兵法のはやきといふ所、実の道にあらず/(武術・武道)
- 2017/05/21(Sun) -
 40代の半ば頃までは、居合や抜刀において、わりあい速く抜くことにこだわって稽古をしてきた。

 試し物を抜き打ちで斬る稽古などでも、いかに早く斬るのかについて、いろいろと工夫と鍛錬をしたものである。

 しかしここ最近は再び、稽古では穏やかに、そして丁寧に抜くことを心掛けている。

 それは、いまさらながらお恥ずかしい話であるが、武芸において、速い・遅いというのは、あくまでも相対する彼我の拍子の関係性において生じる現象であり、「柄に手をかけてから切先が鯉口を離れるまでコンマ何秒」などといった、表象的なものではないのだなということに、四十路半ばにして改めて思い至ったからである。

 こうした道理は、手裏剣術においても同様だ。

 かつて、私は打剣の速度をスピードガンで計測したり、剣が飛ぶ速度の向上に心掛けた時期もあったが、結局のところ、手裏剣術を武芸=彼我の攻防と定義すれば、速さはあくまでも相対的なものであり、剣が飛ぶ速度が時速80キロだろうが、35キロだろうが、自由な意思を持って我を攻撃しようと動き回る相手に、手裏剣が刺さればそれでよいのである。



 日本武芸におけるもっとも平易かつ深遠な、普遍的戦闘マニュアルである『五輪書』には、次のような一文がある。

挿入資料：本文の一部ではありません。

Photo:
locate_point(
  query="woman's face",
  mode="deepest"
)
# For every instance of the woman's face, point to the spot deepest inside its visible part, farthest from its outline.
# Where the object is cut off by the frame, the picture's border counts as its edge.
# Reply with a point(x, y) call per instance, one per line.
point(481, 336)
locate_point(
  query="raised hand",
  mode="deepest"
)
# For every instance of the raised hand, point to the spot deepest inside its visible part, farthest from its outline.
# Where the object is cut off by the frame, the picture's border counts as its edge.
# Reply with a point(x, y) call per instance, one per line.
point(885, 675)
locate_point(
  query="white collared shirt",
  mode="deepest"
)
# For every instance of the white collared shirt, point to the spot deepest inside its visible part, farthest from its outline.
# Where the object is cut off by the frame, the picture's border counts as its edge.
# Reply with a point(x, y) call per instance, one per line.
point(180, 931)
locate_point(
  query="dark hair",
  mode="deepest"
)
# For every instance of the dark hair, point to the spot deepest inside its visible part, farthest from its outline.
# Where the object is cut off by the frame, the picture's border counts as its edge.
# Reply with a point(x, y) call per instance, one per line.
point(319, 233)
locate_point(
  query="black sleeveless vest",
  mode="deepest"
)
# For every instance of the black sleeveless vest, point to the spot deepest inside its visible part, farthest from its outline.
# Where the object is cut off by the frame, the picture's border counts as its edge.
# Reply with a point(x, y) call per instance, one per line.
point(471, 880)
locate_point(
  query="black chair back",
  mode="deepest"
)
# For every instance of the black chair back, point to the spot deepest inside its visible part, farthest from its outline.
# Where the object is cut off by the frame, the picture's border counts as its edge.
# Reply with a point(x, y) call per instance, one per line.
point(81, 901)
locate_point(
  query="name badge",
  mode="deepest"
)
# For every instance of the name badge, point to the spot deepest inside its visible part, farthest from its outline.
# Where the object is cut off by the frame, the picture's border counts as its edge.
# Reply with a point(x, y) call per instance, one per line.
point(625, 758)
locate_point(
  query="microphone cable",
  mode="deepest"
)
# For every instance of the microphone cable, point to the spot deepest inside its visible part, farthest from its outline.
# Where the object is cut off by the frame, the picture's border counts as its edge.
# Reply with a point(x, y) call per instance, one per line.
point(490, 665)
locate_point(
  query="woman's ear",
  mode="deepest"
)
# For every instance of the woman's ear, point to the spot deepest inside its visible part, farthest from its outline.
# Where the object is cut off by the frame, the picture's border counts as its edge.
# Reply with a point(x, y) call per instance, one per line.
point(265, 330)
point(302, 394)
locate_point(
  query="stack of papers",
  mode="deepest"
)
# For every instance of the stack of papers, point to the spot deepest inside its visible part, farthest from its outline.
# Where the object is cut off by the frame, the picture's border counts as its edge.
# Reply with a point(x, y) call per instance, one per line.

「兵法のはやきといふ所、実(まこと)の道にあらず。はやきといふ所は、物毎に拍子の間にあはざるによって、はやきおそきといふ心也。其道上手になりては、はやく見へざる物也」(『五輪書』風之巻)



 こういうことを400年も前に、誰にでも理解できる分かりやすい言葉でさらりと言語化しているところに、宮本武蔵という武芸者の空前絶後な偉大さがあるといえよう。

 

 柳剛流の居合では、1本目の「向一文字」がすべての基本形となるわけだが、ここでもごぼう抜きは禁物である。

 スラスラと、序破急の拍子を十分に意識しての抜刀に心掛けねばならぬ。

 ただしそれは、剣先に蠅が止まるような気の抜けたものになってはならない。

 あくまでも、序破急の拍子と位がそこにあるからこそ、「ゆっくりに見えるが、実は速い」という業になるのだ。

 居合の稽古では、常にこうした理合を念頭に置きたいものだ。

170521_柳剛流
▲柳剛流居合「右行」


 (了)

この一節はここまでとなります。